By Telegraph, From Washington.
By Telegraph, From Washington.

BY TELEGRAPH.

From Washington.

    Washington, Feb. 19.--
The President, today, reported to the Senate, Gen. W. F. Baldy Smith to be Consul General at Havana and Ed. W. Wynkoop, agent for the Indians in New Mexico.


Source:

Unknown, "By Telegraph, From Washington," The Daily Kansas State Journal, Lawrence, Kansas, Saturday Morning, 20 February 1869, Vol. IV, No. 184, p. 1, col. 3.


Notes:

    President Andrew Johnson may have submitted Ned's name to the Senate for this important new post, but politics, and President Johnson's "lame duck" status prevented him from getting it.

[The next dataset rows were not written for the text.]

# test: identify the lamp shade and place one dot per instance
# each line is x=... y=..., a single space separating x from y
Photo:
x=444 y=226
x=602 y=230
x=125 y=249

He spent the next seven years in Stanhope, Pennsylvania operating a steel mill with his brother Col. John Estill Wynkoop, until the market collapsed in the mid-1870s and their company went into receivership.

    Ned didn't return to the West until 1876 when he was drawn to the Black Hills of the Dakota Territories by recent gold strikes. He arrived there shortly before the Custer Massacre at the Battle of the Little Big-Horn, and took charge of a volunteer group of soldiers called the Black Hills Rangers.